At first, gestational diabetes sounds innocuous. It occurs in about 2 to 5 percent of pregnant women during the second half of gestation (usually in the third trimester) as hormones guiding fetal development in the placenta interfere with normal insulin function.
Basic symptoms mirror those of other forms of diabetes, but when the baby arrives, gestational diabetes — or GDM — usually goes away.

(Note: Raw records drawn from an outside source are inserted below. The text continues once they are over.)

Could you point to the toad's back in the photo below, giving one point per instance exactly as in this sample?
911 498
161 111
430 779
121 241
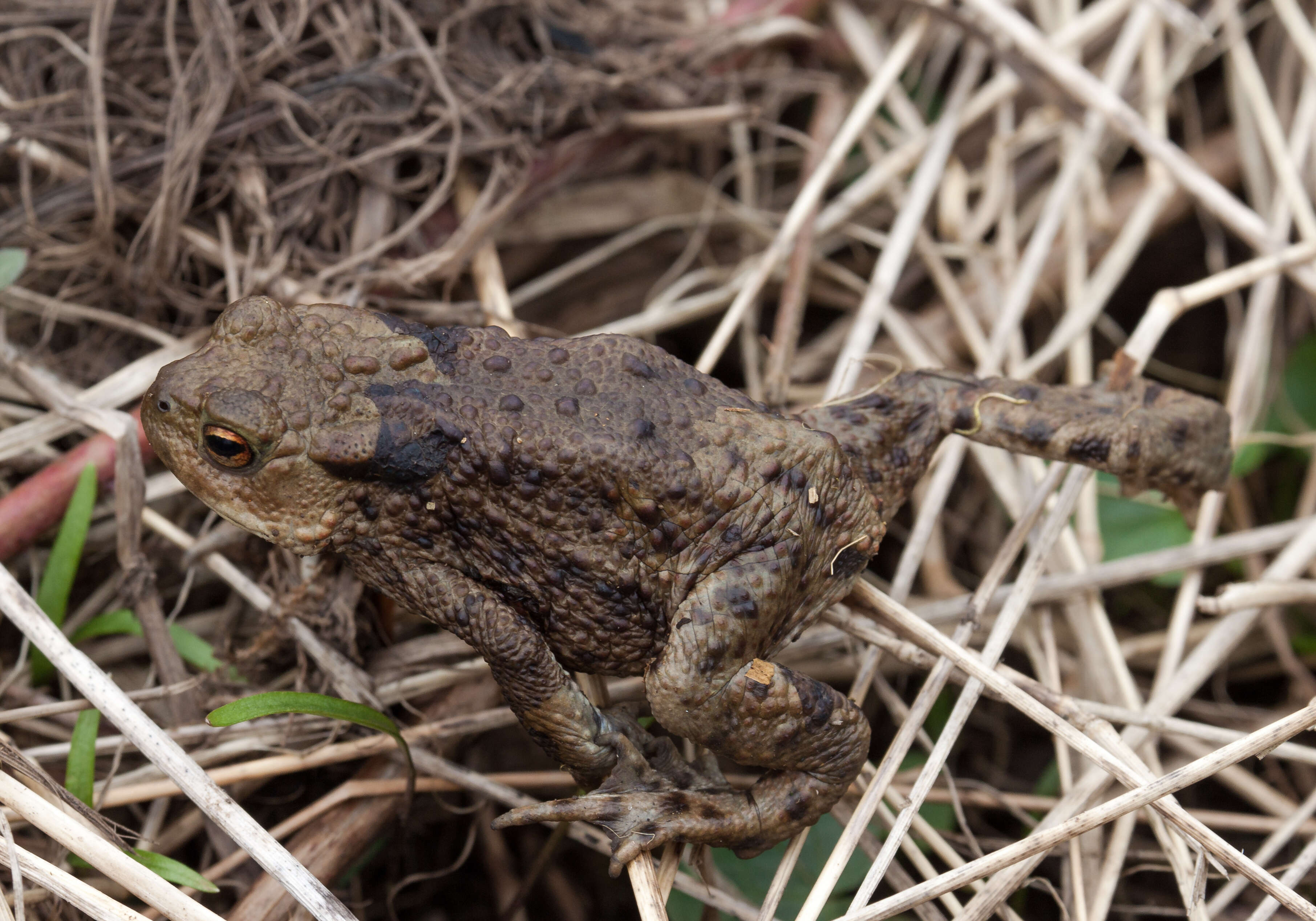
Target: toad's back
594 482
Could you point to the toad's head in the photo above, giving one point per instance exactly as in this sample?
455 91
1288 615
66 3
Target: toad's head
276 421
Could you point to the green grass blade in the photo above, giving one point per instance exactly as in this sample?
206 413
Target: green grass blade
171 870
12 262
65 556
110 624
81 768
195 652
274 703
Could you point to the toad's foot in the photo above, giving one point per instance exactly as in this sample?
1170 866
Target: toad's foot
655 796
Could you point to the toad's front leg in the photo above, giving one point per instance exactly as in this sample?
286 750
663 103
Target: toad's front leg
708 687
541 694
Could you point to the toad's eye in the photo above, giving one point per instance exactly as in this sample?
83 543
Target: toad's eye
226 447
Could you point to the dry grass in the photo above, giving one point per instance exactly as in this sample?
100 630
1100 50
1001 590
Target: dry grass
794 197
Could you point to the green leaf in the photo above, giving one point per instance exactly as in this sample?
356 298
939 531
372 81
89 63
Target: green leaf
753 877
12 262
171 870
195 652
1301 381
1130 528
81 768
62 566
111 624
274 703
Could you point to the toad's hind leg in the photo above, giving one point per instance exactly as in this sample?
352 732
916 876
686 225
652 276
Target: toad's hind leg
707 687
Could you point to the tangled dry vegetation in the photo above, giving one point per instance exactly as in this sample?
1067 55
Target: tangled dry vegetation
793 195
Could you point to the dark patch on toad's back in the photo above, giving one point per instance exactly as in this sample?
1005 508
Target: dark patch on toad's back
412 444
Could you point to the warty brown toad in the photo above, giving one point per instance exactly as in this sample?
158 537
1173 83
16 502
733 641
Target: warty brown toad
598 506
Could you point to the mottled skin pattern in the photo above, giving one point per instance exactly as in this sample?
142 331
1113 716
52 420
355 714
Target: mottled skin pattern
598 506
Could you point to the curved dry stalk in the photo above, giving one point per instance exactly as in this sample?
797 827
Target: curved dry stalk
99 688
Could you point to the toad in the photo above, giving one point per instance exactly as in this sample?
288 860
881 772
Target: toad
597 506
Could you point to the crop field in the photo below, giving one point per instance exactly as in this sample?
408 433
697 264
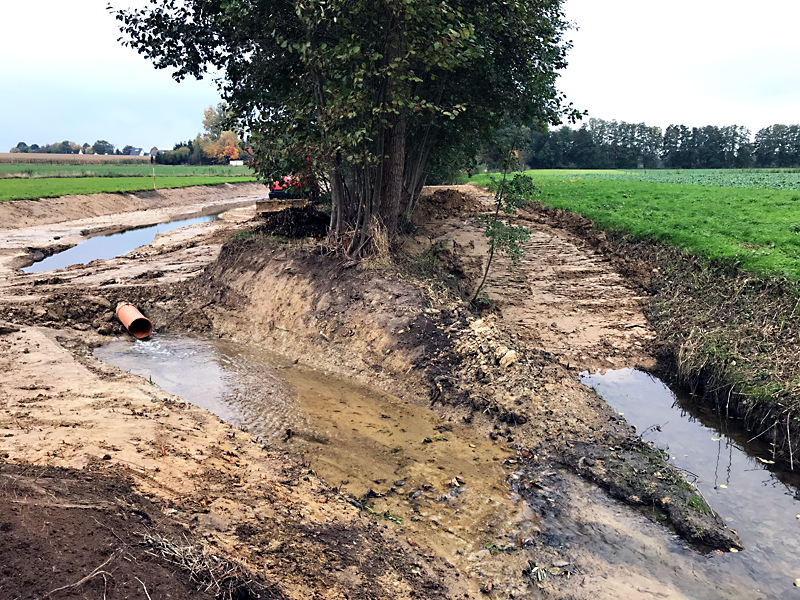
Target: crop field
71 159
756 228
21 189
775 179
110 169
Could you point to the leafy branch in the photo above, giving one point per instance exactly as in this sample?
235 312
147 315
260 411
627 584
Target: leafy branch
505 237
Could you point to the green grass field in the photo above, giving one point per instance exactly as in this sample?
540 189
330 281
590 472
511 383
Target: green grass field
776 179
30 171
22 189
759 229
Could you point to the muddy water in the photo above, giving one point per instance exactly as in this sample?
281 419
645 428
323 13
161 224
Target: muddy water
105 247
446 484
760 502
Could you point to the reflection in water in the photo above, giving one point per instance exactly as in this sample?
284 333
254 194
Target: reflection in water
729 469
105 247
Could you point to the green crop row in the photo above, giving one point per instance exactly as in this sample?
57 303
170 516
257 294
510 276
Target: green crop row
22 189
29 171
757 229
762 179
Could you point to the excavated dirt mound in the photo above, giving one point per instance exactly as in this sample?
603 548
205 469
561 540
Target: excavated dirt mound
66 533
443 203
295 223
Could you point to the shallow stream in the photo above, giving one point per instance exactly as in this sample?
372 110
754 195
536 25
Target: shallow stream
734 473
447 483
105 247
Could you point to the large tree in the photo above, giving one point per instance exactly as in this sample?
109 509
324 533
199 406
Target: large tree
367 93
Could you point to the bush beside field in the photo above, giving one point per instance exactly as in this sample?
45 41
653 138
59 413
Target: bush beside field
725 288
755 229
32 189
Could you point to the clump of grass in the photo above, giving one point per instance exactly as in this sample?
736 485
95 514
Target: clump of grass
222 577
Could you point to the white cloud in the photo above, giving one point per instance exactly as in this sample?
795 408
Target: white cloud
65 76
702 62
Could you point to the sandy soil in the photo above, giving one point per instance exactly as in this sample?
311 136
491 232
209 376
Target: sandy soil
497 391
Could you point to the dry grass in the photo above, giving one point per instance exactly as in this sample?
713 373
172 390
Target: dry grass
730 337
226 579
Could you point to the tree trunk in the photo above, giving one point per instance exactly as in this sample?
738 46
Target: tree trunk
393 167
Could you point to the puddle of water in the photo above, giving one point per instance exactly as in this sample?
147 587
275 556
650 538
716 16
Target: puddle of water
351 435
761 505
105 247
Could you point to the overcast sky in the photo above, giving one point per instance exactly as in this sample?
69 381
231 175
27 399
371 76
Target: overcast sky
63 75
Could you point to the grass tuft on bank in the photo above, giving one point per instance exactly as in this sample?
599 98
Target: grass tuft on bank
724 291
754 229
32 189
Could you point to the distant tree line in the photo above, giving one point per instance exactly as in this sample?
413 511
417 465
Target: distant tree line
601 144
68 147
218 145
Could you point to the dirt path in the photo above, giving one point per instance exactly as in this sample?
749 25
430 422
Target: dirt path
262 506
563 296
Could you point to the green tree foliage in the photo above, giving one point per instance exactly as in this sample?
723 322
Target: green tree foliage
364 92
103 147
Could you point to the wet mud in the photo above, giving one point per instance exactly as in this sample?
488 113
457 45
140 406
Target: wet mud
418 516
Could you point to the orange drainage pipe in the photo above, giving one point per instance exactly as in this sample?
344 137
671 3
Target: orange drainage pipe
135 322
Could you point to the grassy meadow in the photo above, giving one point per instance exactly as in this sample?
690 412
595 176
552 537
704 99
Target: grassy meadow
110 169
31 189
757 228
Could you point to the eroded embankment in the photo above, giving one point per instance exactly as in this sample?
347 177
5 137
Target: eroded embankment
730 337
387 331
377 326
26 213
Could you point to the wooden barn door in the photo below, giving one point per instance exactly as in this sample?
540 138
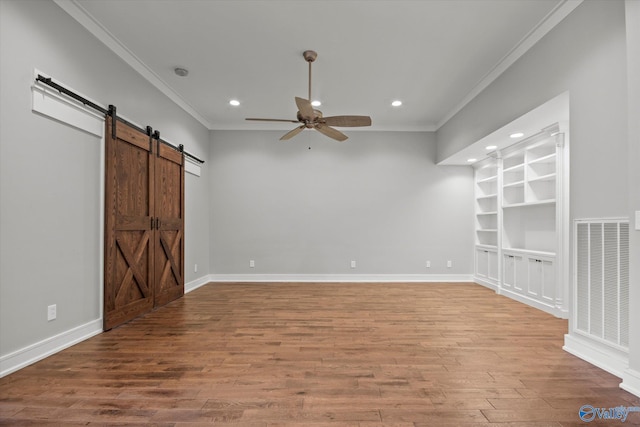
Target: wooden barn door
169 235
129 193
144 224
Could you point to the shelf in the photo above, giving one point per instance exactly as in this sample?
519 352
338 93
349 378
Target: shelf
488 196
513 168
525 204
514 184
547 177
521 251
487 247
489 179
549 158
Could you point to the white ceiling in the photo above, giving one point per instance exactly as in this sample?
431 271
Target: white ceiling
434 55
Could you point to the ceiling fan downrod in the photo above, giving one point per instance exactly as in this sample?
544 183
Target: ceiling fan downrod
309 56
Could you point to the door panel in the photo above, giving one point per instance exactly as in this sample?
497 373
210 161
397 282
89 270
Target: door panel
129 196
169 211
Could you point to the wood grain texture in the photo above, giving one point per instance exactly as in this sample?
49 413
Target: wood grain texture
319 354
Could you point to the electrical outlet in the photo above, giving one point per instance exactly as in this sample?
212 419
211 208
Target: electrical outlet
51 312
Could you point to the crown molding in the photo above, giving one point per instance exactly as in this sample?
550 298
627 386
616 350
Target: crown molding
553 18
83 17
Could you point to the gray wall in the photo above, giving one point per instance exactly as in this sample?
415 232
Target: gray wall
585 54
50 173
378 199
633 73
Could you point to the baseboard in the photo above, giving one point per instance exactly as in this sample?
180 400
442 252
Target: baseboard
531 302
354 278
631 381
26 356
486 283
613 361
195 284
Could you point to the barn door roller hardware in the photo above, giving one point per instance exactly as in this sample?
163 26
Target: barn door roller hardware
111 112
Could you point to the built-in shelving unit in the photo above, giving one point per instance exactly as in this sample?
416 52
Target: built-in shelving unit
517 220
487 222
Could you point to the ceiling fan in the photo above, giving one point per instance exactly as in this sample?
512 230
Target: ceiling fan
313 119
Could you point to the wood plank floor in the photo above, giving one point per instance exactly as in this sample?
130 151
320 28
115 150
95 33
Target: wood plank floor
432 354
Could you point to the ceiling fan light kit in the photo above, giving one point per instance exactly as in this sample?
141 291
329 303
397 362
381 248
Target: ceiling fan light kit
310 118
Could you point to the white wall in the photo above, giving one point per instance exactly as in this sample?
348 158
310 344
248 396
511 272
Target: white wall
311 205
50 173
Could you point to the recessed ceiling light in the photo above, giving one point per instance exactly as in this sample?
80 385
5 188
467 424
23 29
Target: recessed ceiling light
182 72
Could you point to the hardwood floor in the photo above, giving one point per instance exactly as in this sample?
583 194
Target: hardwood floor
432 354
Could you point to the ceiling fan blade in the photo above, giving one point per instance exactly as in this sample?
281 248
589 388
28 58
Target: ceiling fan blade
305 108
347 121
331 132
272 120
292 133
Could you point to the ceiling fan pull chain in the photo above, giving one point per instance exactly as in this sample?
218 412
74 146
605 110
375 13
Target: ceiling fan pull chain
309 81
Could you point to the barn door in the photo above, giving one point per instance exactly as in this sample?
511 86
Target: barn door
169 234
129 194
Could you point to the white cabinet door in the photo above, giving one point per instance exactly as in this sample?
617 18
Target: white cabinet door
534 279
482 262
493 265
520 284
548 282
509 271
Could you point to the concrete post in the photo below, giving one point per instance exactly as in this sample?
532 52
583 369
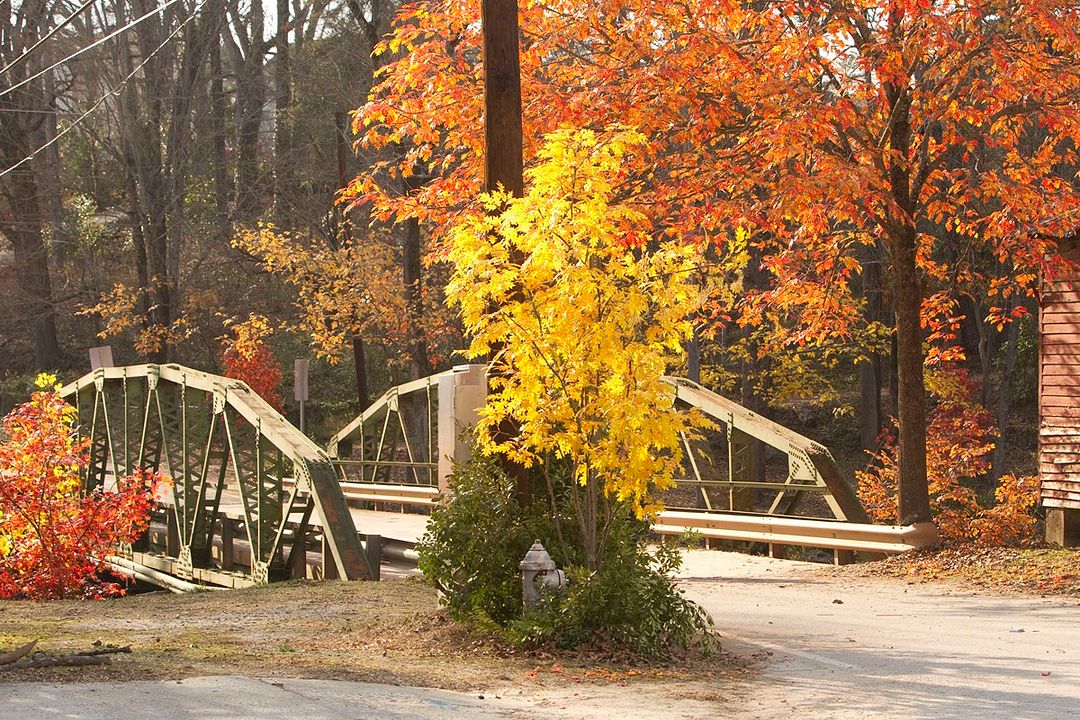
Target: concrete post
461 394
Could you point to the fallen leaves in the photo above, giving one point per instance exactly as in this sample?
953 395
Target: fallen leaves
1035 571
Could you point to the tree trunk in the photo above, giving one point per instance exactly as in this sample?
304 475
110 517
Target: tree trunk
218 105
502 147
412 276
31 259
1004 403
914 502
282 126
361 368
251 97
869 369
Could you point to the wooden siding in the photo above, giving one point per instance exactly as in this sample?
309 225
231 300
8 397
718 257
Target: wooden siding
1060 390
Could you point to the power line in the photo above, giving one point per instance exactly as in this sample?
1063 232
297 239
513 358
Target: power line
92 45
115 91
40 42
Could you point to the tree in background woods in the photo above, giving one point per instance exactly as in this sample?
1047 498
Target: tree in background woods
869 181
926 136
27 187
234 113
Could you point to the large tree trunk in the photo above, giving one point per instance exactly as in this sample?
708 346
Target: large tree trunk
412 276
218 103
502 146
31 260
914 491
282 125
914 502
21 134
251 98
869 369
1004 403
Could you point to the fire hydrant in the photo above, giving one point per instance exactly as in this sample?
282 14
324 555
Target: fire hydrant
538 569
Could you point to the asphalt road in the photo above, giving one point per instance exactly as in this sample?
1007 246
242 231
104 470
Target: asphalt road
827 648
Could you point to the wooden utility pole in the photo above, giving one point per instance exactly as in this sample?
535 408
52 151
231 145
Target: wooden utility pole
502 97
502 146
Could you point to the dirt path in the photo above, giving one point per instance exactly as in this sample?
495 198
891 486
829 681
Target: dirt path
840 648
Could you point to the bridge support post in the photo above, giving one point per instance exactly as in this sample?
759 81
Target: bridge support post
741 469
1063 527
461 394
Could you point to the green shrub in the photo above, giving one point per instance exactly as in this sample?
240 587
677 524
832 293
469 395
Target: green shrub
474 543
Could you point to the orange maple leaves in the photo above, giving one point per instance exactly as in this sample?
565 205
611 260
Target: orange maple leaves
53 535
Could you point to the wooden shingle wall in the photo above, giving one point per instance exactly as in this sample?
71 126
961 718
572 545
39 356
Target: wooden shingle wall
1060 403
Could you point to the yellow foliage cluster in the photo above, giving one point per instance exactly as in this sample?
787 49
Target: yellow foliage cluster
581 316
248 335
341 291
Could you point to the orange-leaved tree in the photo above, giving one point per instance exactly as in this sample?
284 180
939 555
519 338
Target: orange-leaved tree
958 450
927 132
54 537
247 357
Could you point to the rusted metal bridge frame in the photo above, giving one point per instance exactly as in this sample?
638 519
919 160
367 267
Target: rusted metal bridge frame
205 432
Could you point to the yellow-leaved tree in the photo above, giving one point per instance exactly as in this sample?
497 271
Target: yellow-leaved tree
581 315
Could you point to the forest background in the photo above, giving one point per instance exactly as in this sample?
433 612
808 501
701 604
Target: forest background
201 176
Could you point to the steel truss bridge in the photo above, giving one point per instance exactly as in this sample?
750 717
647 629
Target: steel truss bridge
253 500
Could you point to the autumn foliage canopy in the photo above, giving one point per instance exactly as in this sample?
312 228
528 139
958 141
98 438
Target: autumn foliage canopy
936 140
53 535
247 357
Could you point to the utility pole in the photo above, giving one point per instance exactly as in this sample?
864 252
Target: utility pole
502 146
502 97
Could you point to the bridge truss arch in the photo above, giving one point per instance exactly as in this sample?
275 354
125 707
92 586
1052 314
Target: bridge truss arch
238 469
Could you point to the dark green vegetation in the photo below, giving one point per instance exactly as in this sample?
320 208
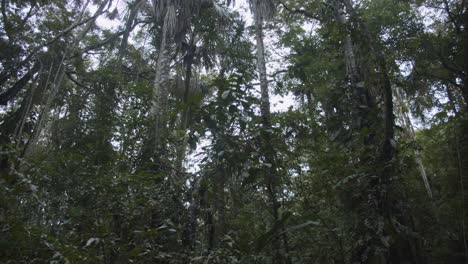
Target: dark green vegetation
154 142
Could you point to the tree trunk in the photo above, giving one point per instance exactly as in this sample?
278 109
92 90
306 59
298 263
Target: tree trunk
409 131
271 180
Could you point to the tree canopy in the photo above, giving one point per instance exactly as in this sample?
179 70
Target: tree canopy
138 131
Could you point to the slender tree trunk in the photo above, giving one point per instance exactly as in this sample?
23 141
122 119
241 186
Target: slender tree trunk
159 103
409 130
271 180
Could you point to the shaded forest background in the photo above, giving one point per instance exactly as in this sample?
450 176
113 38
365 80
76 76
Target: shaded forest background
154 141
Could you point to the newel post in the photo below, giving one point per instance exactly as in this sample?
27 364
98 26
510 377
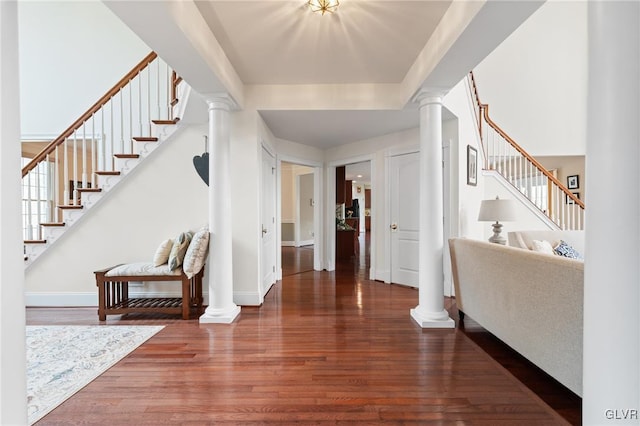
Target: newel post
430 312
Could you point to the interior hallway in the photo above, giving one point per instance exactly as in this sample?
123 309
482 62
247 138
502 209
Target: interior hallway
324 348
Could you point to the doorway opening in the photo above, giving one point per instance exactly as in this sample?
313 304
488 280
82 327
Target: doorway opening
298 239
353 215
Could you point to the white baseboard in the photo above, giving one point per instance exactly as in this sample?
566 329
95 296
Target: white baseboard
75 299
71 299
247 298
383 275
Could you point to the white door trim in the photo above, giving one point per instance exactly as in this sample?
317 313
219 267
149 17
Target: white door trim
330 210
319 260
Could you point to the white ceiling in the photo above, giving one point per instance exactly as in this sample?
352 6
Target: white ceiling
283 42
374 54
327 129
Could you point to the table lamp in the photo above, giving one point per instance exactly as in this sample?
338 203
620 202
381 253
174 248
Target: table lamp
495 211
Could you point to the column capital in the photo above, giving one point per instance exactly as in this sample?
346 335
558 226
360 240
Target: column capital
426 96
220 101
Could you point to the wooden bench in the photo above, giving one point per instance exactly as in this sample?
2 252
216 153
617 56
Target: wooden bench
113 294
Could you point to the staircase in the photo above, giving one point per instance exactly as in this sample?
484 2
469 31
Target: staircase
79 168
510 162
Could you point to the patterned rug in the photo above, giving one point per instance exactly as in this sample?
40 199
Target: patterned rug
61 360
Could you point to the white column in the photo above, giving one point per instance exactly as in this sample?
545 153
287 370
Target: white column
611 374
221 308
13 388
430 312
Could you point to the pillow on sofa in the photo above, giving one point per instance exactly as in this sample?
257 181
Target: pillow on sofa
162 252
542 246
564 249
196 253
179 249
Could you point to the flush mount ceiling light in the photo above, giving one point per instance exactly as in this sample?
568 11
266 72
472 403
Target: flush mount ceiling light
323 6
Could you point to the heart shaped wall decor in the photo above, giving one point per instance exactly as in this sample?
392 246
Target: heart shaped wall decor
201 164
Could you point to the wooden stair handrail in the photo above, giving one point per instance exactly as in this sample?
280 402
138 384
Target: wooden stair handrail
84 117
485 112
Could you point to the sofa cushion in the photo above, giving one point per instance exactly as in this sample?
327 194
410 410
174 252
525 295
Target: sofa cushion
161 255
141 268
179 249
196 253
564 249
523 239
542 246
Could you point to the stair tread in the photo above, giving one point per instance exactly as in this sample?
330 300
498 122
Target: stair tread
174 121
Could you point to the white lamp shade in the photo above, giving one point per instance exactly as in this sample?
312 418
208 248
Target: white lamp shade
497 210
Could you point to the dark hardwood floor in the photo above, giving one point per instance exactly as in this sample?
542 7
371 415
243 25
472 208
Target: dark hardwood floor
324 348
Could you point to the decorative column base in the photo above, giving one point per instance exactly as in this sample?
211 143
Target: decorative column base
432 319
220 316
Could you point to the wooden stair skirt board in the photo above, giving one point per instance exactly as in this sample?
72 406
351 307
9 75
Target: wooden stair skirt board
113 295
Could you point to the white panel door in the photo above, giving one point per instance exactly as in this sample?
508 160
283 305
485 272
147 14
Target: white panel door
405 218
268 203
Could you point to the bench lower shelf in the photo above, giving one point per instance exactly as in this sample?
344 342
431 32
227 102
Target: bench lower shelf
113 295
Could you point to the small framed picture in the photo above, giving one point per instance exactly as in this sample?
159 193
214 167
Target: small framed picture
573 182
472 166
570 200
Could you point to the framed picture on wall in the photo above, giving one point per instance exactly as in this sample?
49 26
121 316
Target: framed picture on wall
472 166
573 182
570 200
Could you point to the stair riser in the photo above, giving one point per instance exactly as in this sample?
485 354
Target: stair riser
125 165
51 233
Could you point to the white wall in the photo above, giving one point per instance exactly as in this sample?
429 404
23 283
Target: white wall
535 82
377 150
71 53
462 132
360 197
246 164
161 198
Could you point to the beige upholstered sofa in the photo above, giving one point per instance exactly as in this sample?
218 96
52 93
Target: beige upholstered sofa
531 301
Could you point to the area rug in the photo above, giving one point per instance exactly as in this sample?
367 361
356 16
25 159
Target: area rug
61 360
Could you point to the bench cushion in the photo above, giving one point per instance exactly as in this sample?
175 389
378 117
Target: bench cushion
196 254
142 268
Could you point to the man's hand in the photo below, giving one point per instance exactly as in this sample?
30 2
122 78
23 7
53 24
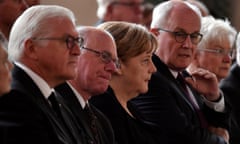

But don’t be lulled into thinking that gestational diabetes is strictly temporary or isn’t worth taking seriously. GDM increases the risk of miscarriage (although it makes a child no more likely to have birth defects or diabetes) and, because it often causes the child to grow large before birth, can contribute to complications at delivery. (Having given birth in the past to a child weighing nine pounds or more suggests you’re at risk for GDM.) Just as important, most women who develop GDM do so because their pancreas is already weak (they’re often overweight), making them vulnerable to getting full-blown diabetes later on — which occurs in a third to a half of cases.
Protecting Your Pregnancy
GDM isn’t considered a severe form of diabetes, but it does require treatment, which is why obstetricians routinely test for it. In fact, blood-sugar goals with GDM are fairly tight — you’re shooting for the normal glucose levels found in a healthy woman who isn’t pregnant. Fortunately, this usually isn’t difficult because the pancreas still makes insulin and glucose levels remain fairly stable. Your doctor may recommend that you:
- Ease insulin demand on the pancreas by spreading calorie intake out in smaller, more frequent meals. Of course, you still need enough calories to maintain a healthy weight.
- Lower blood-glucose levels with mild exercises like walking or swimming.
- Make use of insulin injections if you have trouble controlling blood sugar through diet and exercise.